The rarity of any statement from Mueller's office gives this great weight.  Speculation suggests that Mueller and his team were concerned that the rush to begin impeachment based on this less that accurate report would be a great disservice to not only the president but to the country.   And they simply wanted to put the brakes on this rush to judgment.

To the interpretation that the report may be partly true -- in fact may be true in its most important fact, suborning perjury, and only inaccurate in details -- is added the fact that Trump has not denied that he told Cohen to lie;   nor has his PR attorney Rudy Giuliani.

In fact, Giuliani emerged the next day to say that discussions about a deal to build Trump Tower Moscow may have continued into November 2016, i.e. up until and maybe after the election.    That certainly contradicts what the president has previously said repeatedly -- that he had "no deals with Russia" and not even anything that might become a deal, "because we hadn't pursued a deal there."

So it's still worth considering what this could mean, if the basic claim turns out to be true:   that Donald Trump, as president of the United States, instructed his lawyer to lie in his testimony to a congressional committee about his business dealings with Russia, an adversarial foreign power, during the campaign to become president and after being elected to that office.

If so, then this would be evidence of "suborning perjury" -- inducing another person to lie when testifying under oath in a congressional hearing, which is a federal crime.

Of course, it is a much stronger case if there is the documentation claimed in Buzzfeed's reporting than if it is simply Michael Cohen's word, which Trump has already tried to dismiss by claiming that Cohen is a proven liar and that he is just lying more, in an attempt to reduce his three year jail sentence for lying.

Pundits have been quick to point out the ludicrous fallacy of lying to reduce your jail sentence.  The last thing you should do when you've been convicted of lying is to lie further.    But Trump never bothers to think through things like that.

Buzzfeed's editor continues to strongly endorse the story and its reporting accuracy, and he has called on the Mueller team to be specific about what they find inaccurate about the story.     The reporter has clarified that his two "law enforcement" sources are not part of Mueller's investigative team, which was the original assumption made by many and may have been part of the thinking that went into Mueller's decision to release the statement.

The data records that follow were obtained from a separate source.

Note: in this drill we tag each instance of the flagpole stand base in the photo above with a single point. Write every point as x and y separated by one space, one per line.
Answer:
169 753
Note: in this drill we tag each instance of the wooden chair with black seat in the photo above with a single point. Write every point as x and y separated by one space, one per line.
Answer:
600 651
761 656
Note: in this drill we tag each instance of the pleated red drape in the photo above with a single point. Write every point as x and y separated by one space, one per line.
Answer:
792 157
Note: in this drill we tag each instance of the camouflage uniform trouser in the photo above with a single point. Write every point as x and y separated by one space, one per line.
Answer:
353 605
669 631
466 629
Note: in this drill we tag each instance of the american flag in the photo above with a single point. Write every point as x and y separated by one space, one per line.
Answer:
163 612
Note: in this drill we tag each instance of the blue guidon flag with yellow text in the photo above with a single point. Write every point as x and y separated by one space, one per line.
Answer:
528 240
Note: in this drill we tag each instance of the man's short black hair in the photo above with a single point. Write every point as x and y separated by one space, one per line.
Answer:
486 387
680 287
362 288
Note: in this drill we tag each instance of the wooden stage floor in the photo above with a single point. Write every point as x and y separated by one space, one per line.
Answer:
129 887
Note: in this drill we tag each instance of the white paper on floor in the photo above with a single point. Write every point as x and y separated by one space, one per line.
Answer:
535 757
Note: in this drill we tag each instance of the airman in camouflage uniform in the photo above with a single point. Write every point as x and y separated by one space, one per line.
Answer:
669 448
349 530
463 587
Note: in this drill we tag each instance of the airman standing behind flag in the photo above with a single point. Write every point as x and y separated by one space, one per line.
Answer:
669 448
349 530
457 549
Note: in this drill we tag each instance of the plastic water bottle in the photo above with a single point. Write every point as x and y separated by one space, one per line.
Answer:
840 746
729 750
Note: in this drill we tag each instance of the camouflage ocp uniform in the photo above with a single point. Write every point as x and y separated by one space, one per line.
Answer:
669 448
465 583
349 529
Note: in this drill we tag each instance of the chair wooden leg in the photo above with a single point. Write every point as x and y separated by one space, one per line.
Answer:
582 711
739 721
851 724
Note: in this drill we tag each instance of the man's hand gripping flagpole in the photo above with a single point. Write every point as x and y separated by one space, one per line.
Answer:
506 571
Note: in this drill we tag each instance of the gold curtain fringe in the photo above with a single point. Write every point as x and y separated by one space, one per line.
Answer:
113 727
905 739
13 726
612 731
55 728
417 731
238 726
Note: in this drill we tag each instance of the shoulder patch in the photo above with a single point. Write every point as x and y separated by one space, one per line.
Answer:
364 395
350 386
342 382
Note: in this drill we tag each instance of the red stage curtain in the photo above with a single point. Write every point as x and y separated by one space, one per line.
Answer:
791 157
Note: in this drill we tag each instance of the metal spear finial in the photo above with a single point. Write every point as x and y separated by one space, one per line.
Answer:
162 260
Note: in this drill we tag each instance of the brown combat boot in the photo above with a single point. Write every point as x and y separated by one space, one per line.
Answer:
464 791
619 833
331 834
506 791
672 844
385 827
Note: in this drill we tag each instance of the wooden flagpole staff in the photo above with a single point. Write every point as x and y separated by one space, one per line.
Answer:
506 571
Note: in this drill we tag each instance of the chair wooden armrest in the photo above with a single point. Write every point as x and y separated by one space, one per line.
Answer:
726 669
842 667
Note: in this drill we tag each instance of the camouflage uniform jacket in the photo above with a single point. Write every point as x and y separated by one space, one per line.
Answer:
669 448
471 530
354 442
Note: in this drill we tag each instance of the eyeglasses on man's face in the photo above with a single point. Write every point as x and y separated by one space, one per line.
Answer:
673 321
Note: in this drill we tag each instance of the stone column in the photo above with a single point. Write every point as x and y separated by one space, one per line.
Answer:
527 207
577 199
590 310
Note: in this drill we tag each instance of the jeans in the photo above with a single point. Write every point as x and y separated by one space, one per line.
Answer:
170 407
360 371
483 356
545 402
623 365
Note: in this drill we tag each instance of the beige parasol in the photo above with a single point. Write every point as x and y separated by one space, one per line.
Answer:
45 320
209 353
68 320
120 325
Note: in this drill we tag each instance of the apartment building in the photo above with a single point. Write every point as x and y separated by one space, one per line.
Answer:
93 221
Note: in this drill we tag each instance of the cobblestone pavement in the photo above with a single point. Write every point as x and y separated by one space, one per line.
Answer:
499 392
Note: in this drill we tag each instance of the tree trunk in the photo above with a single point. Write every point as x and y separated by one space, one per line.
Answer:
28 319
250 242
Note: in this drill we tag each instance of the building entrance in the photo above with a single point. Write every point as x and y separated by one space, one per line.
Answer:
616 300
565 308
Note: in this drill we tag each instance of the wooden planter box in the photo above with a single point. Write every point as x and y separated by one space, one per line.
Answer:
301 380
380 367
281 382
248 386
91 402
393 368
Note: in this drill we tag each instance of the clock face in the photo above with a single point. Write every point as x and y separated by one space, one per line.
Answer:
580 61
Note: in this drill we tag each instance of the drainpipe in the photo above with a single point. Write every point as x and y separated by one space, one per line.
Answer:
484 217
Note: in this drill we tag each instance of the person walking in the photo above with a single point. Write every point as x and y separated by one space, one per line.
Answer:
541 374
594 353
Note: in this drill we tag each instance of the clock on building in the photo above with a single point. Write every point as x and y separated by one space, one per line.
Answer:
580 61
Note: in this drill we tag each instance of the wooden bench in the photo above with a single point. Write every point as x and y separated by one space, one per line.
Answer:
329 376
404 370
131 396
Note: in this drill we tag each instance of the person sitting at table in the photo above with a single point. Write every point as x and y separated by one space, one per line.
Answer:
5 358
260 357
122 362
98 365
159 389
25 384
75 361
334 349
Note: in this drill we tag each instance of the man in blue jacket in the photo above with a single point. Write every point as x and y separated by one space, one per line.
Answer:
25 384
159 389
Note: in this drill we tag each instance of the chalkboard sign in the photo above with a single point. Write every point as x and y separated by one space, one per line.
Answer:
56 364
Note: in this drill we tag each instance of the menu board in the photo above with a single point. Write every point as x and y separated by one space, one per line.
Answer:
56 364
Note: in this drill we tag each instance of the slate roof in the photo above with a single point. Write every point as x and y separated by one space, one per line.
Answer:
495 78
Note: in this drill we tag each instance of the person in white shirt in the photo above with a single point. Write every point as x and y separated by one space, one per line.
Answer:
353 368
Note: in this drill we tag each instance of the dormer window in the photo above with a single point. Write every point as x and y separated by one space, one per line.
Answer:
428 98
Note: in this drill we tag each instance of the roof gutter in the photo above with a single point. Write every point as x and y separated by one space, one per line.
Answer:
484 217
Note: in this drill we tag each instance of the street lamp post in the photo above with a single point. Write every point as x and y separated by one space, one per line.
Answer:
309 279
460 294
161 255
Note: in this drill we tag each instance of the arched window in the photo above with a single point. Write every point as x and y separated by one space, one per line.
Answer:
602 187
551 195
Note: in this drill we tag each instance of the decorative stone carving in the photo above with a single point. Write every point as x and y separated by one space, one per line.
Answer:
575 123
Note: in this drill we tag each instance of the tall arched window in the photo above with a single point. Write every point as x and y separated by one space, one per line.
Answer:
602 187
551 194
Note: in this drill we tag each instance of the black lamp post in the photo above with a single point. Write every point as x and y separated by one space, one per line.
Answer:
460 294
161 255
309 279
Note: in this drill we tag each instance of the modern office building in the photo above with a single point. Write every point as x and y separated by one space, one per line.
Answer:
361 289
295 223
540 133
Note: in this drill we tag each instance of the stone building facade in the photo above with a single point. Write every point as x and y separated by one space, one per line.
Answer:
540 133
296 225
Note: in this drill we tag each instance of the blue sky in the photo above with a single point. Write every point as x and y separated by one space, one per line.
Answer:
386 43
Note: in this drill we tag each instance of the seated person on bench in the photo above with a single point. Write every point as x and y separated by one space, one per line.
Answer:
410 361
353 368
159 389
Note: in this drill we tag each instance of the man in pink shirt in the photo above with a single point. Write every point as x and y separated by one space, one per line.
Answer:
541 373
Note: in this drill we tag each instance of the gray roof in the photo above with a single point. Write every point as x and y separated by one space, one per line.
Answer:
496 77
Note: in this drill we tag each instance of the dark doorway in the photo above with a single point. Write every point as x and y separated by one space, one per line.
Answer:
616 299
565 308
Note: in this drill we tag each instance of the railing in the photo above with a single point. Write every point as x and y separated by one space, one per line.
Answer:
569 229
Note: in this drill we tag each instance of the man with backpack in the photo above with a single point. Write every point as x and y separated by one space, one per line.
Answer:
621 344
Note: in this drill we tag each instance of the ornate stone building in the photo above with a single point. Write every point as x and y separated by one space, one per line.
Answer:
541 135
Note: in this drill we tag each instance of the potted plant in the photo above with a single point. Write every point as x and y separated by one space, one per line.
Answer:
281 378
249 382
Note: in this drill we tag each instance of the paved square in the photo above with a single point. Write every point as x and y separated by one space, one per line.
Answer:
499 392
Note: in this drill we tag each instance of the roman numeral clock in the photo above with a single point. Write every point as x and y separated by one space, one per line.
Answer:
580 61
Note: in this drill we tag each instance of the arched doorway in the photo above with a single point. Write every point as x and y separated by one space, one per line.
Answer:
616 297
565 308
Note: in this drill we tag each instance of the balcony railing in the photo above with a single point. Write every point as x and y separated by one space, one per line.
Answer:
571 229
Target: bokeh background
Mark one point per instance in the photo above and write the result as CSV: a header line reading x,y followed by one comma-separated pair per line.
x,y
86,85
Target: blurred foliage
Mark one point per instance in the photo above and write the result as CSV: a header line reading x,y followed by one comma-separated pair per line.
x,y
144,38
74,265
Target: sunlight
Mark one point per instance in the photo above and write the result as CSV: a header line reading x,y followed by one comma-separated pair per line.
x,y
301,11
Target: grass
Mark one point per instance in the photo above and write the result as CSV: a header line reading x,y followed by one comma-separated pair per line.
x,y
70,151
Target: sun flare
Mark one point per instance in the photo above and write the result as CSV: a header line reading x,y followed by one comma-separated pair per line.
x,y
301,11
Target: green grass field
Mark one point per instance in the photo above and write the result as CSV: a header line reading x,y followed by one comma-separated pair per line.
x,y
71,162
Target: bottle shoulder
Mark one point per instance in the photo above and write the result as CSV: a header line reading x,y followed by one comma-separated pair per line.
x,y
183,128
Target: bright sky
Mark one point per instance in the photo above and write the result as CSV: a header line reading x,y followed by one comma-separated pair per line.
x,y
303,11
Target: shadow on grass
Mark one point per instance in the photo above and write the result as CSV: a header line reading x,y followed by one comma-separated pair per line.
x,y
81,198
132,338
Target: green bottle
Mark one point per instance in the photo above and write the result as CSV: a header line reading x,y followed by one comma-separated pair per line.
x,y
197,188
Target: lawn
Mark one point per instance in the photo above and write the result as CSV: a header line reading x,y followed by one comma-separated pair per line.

BUT  HERE  IS  THE  BIG  STORY 
WE  MUST  NOT  LOSE  SIGHT  OF:

Thanks to Natasha Bertrand, writer for The Atlantic for her making this point on MSNBC on Sunday evening.    As she so cogently reminded us:   These details should not obscure the larger story behind them.   Donald Trump was campaigning as the Republican nominee for the presidency while pursuing a huge business deal that Putin had to approve for it to go through;  and, at the same time, Putin was having the emails hacked in the campaign of Trump's opponent and releasing damaging information.  And what did Putin get in exchange?    Trump boasted that, if elected, he would remove the sanctions and tale the U.S. out of NATO -- probably the two top items on Putin's wish list, with NATO being the main deterrent to Russia's expansion into Europe.

 So the big question is:  what did Trump know, and when did he know it?

Well, we've now heard from Trump's attorney Rudy Giuliani that discussions about the Trump Tower project in Moscow continued right up until, perhaps through, election day 2016.

I guess some day we'll find out what this was all about.